Pertama, untuk kompensasi
Menteri Keuangan Sri Mulyani dalam keterangannya menjelaskan bahwa subsidi BBM dan kompensasi di 2022 mengalami peningkatan signifikan dari Rp 188,3 triliun pada 2021, senilai Rp 188,3 triliun pada 2020, Rp 144,4 triliun pada 2019, dan Rp 153,5 triliun pada 2018. Peningkatkan yang signifikan pada tahun 2022 diketahui menjadi 502,4 triliun dari alokasi awal 152,5 triliun.

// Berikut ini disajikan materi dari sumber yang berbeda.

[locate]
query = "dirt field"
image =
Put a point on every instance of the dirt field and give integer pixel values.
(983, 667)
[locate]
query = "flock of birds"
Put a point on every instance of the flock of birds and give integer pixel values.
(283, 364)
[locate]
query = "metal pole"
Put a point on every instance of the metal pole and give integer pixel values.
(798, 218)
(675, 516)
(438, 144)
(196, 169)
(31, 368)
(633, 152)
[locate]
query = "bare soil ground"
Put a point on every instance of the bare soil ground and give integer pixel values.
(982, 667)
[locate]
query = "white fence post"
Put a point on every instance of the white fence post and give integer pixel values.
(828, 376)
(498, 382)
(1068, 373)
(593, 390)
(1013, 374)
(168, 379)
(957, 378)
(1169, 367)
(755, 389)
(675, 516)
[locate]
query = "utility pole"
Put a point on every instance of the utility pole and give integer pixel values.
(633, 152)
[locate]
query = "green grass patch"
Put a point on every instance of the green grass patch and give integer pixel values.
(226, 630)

Wakil Menteri Keuangan Suahasil Nazara dalam Rakor TPID yang disiarkan oleh akun Youtube Kemendagri RI, menerangkan "Dalam APBN 2022 sesungguhnya telah dialokasikan anggaran subsidi dan kompensasi sebesar Rp 152 triliun. Namun beberapa bulan lalu dengan terjadinya peningkatan harga minyak dunia juga terjadi perubahan kurs, maka kita mengestimasi kebutuhan 2022 adalah Rp 502,4 triliun. Kebutuhan ini naik 3 kali lipat dari perhitungan awal Rp 152,5 triliun,"
Anggaran subsidi BBM yang naik menjadi 3 kali lipat pada 3 kuartal tahun 2022 tentu saja kemudian membutuhkan penyesuaian. Penyesuaian kemudian dilakukan dengan menaikan harga BBM. Kebijakan menaikan harga BBM sebenarnya bertujuan untuk melakukan kompensasi terhadap kebijakan subsidi dan kompensasi BBM selama 3 kuartal yang telah berlalu.
Jadi, sebenarnya kebijakan menaikan harga BBM pada bulan September 2022 adalah bentuk kompensasi terhadap subsidi BBM yang telah memakan anggaran negara sebesar 502,4 triliun selama Januari-Agustus 2022.
Kedua, pengalihan subsidi
Kebijakan menaikan harga BBM yang dilakukan oleh pemerintahan Presiden Jokowi sekarang ini, tidak saja untuk kompensasi pengeluaran negara untuk BBM, melainkan juga untuk mengalihkan subsidi BBM. Pengalihan yang dilakukan adalah dengan mengurangi pengeluaran untuk subsidi BBM dan meningkatkan anggaran subsidi sosial melalui Bantuan Langsung Tunai (BLT), diantaranya BLT BBM sebesar RP.150.000 dan BLT BSU (Bantuan Subsidi Upah) sebesar Rp. 600.000.
Kebijakan pengalihan subsidi BBM memang patut diwaspadai, mengingat BBM merupakan poros bagi segala bidang perekonomian. Namun demikian, kita perlu realistis dengan situasi perekonomian global dan nasional yang tak menentu pasca covid-19. Maka dari itu, kebijakan-kebijakan “gila” seperti menaikan harga BBM sudah seharusnya telah melalui pertimbangan yang matang dan terukur. Sehingga pengalihan subsidi tidak kemudian mendatangkan persoalan baru.
Ketiga, menjaga stabilitas ekonomi
Perekonomian yang stabil merupakan harapan besar kita semua. Atas dasar itu, setiap negara di dunia ini senantiasa berupaya agar dapat menjaga stabilitas ekonomi. Indikator utama stabilitas ekonomi sebuah negara adalah dengan menjaga kesesuaian harga barang dan jasa. Sebagaimana telah dijelaskan bahwa yang namanya inflasi, tidak boleh menjadi tinggi sekaligus tidak boleh terlalu rendah.
Mungkin anda bertanya, bagaimana mungkin menaikan harga BBM dapat menjaga stabilitas ekonomi? Saya tidak akan menjawabnya dengan ilmu ekonomi, tetapi saya hendak mengatakan bahwa pengalihan subsidi BBM dilakukan untuk menjaga daya beli masyarakat. Daya beli masyarakat haruslah stabil meski di tengah naiknya harga barang dan jasa akibat naiknya harga BBM. Lagipula, anggaran besar yang digelontarkan selama 3 kuartal di muka tidak tepat sasaran.